Catapult commercial director Karl Hogan, who oversees global league and data partnerships, praised FIFA’s decision as “a great endorsement for tech” although he cautions that the EPTS systems will be mostly “educational” given the infancy of in-game use and the primacy of the World Cup stage.
“The meaning of that data needs some rigorous interpretation,” Hogan said. “I don’t think the answers with the data part are there at the minute within our industry to immediately access them.”
Of the 32 World Cup sides, 12 are Catapult clients, including at least four (Sweden, Uruguay, Japan, and Switzerland) that advanced to the knockout stage. (A Catapult rep said the company could not disclose three of its national team clients.) Monitoring workloads in match may not result in substitutions but will help the performance staff because the demands of the World Cup are different than the club season. The cadence and intervals of matches and training are different, as are the opponents and even the temperatures involved.
Since Bunce joined U.S. Soccer, the federation contracted with STATSports on the world’s largest player monitoring system and certainly sees value in the wearables data from a broader workload perspective. He said recent research has shown that the average player is only on the ball for three of the match’s 90 minutes.
“Having that physical movement is really important to know what a player is doing when they’re not on the ball,” Bunce said. “Obviously they’re making space, they’re creating opportunities, they’re drawing players away, but if you think of that from a statistical perspective, they’re doing a lot more off the ball than there are ever doing on the ball.”
Just because data is accessible mid-match doesn’t mean it will be.

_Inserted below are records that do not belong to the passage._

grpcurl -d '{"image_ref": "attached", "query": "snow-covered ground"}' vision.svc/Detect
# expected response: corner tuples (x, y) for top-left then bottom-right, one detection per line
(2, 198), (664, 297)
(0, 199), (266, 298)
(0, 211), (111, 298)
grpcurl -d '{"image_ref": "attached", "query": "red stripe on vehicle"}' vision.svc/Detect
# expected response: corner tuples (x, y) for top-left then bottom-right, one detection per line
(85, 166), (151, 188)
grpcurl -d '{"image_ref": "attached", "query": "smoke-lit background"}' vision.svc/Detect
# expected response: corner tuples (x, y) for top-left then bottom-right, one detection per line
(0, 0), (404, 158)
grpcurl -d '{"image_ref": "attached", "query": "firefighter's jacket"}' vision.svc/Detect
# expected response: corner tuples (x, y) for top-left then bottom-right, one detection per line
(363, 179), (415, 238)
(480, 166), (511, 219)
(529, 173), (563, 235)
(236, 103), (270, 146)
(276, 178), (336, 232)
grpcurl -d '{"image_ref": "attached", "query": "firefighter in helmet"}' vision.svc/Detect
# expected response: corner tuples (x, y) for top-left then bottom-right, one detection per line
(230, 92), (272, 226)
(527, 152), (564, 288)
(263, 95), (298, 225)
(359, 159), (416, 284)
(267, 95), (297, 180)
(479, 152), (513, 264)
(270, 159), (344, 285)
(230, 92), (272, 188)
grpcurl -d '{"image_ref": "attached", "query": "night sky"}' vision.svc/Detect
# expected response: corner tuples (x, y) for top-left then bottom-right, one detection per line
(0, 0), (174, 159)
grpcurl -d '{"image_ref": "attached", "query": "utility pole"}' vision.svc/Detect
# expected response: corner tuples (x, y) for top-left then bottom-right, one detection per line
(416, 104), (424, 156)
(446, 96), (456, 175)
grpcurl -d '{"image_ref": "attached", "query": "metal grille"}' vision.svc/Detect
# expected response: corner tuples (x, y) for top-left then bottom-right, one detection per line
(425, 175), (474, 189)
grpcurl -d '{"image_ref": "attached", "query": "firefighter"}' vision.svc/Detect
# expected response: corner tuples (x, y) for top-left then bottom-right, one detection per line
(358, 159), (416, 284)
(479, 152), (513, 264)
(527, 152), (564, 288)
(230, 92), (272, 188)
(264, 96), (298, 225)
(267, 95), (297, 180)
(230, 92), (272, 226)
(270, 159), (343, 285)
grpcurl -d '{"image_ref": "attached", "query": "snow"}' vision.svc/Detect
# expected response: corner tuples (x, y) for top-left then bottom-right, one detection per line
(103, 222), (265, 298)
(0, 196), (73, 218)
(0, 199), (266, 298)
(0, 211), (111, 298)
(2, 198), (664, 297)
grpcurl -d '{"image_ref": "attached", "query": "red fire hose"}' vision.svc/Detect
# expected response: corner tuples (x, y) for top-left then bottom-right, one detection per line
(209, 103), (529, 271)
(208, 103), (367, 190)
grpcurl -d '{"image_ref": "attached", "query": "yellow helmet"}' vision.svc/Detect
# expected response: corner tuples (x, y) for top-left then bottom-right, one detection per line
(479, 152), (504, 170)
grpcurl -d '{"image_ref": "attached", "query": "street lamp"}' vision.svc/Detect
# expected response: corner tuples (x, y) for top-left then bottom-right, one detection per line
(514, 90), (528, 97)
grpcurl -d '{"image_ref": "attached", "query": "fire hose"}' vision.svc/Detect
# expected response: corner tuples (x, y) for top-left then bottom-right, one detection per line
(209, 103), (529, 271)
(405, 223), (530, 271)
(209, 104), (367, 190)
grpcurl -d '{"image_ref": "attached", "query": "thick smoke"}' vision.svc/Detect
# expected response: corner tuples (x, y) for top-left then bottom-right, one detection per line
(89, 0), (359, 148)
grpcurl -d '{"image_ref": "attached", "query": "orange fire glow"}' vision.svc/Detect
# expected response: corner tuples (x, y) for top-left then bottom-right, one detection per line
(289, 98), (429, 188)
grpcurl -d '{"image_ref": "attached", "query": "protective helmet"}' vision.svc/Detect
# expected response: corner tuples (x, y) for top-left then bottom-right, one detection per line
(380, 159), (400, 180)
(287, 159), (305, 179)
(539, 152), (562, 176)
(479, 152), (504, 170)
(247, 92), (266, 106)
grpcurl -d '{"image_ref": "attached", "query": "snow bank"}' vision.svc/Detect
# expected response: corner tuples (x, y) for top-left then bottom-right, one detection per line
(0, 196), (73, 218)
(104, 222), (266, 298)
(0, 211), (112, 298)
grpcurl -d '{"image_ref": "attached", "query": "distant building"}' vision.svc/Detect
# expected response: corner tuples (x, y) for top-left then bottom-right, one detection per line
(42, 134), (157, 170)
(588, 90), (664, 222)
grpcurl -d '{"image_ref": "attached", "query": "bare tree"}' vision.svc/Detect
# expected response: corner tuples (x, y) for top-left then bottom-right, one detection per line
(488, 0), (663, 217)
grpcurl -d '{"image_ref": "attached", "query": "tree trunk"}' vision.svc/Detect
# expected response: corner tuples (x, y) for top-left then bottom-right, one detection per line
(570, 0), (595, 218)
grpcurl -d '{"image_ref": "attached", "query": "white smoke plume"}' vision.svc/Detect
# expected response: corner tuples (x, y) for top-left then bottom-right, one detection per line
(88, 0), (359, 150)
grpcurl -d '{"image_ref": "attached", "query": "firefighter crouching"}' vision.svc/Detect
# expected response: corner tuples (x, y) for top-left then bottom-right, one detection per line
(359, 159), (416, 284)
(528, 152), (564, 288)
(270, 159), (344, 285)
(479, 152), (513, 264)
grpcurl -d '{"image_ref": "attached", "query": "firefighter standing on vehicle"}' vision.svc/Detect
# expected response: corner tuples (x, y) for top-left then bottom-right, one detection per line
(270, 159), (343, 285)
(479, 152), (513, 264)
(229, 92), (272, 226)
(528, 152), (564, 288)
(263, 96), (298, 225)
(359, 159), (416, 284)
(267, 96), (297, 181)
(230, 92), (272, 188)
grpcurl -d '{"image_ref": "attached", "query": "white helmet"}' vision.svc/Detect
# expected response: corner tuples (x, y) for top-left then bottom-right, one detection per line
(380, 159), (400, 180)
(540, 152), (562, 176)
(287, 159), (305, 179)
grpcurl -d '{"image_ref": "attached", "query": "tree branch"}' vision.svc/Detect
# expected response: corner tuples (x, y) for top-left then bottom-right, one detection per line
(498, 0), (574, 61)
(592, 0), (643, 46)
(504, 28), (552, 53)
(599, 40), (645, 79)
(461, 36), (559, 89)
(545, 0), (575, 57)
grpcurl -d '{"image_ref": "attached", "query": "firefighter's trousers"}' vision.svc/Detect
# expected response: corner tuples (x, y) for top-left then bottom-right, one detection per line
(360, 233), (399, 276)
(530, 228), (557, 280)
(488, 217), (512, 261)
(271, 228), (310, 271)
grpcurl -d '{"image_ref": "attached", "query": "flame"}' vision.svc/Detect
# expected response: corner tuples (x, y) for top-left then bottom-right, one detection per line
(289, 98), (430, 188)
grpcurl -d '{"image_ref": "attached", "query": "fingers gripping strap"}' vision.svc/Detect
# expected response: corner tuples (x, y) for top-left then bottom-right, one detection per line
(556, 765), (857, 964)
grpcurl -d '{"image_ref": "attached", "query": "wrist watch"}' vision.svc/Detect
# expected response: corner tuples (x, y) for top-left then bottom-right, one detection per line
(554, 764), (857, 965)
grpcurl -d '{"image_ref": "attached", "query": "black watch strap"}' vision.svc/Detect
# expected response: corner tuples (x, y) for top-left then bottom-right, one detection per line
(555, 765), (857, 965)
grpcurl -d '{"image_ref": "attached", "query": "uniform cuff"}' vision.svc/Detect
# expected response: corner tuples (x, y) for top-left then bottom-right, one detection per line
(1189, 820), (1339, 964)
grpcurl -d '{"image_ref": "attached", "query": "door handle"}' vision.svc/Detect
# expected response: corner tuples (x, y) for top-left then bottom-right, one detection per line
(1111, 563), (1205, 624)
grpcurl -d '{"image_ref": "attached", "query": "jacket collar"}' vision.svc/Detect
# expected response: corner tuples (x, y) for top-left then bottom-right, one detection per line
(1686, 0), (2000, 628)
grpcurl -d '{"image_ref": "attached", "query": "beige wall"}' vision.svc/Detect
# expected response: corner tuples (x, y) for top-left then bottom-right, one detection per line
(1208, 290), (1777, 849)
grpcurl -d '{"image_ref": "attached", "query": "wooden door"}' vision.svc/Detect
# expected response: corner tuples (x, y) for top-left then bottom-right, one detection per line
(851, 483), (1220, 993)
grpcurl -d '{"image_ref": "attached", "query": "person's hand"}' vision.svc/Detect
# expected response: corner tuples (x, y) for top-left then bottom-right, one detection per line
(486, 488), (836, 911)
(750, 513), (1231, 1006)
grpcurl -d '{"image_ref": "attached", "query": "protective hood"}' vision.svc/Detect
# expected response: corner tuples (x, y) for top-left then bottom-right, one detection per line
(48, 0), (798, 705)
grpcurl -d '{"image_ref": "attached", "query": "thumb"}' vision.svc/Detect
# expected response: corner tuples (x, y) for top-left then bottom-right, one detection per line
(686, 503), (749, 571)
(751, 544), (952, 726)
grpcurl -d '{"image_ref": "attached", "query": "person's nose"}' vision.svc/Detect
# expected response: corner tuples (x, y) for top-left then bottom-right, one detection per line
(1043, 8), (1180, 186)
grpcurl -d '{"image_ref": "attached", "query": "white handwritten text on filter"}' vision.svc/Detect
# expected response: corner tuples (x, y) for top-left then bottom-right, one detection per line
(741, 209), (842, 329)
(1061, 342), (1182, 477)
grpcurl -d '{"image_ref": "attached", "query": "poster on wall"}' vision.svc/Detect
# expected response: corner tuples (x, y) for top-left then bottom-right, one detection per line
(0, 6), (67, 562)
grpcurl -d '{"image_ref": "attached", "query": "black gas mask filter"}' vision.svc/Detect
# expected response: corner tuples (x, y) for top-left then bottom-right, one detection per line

That’s also due to the simple reality that the pace of play is fast.
“If you’re communicating in a live environment, that’s a real challenge,” Bahia said, adding: “The insight could be relayed in a qualitative manner, for example. That could be football or soccer phrases that people are more familiar with that we know these algorithms and metrics can derive.”
In time, the experts believe the analyst and coach will be able to share live video as well, although there’s no timeline for that. Many other major sports, such as the NFL and MLB, do not permit video on the sideline or in the dugout. The NBA and NHL do allow in-game video.
“There’s a lot of algorithm and software and engine power to really give a very simplified message to a coach, which is ‘we should change the formation because the data is telling us this,’” Hogan said. “Overlaying the video with the data becomes much more visual for a coach. For them to interact with the data, you have to really, really simplify it because they’ve got to make some decisions really quickly.”
Presuming the in-game EPTS program continues, the quick-thinking analyst will grow in stature. Offensive and defensive coordinators in American football are prized jobs. They have long resided in overhead booths during games.
“It’s going to create an elevated position for sport science within soccer globally,” Hogan said.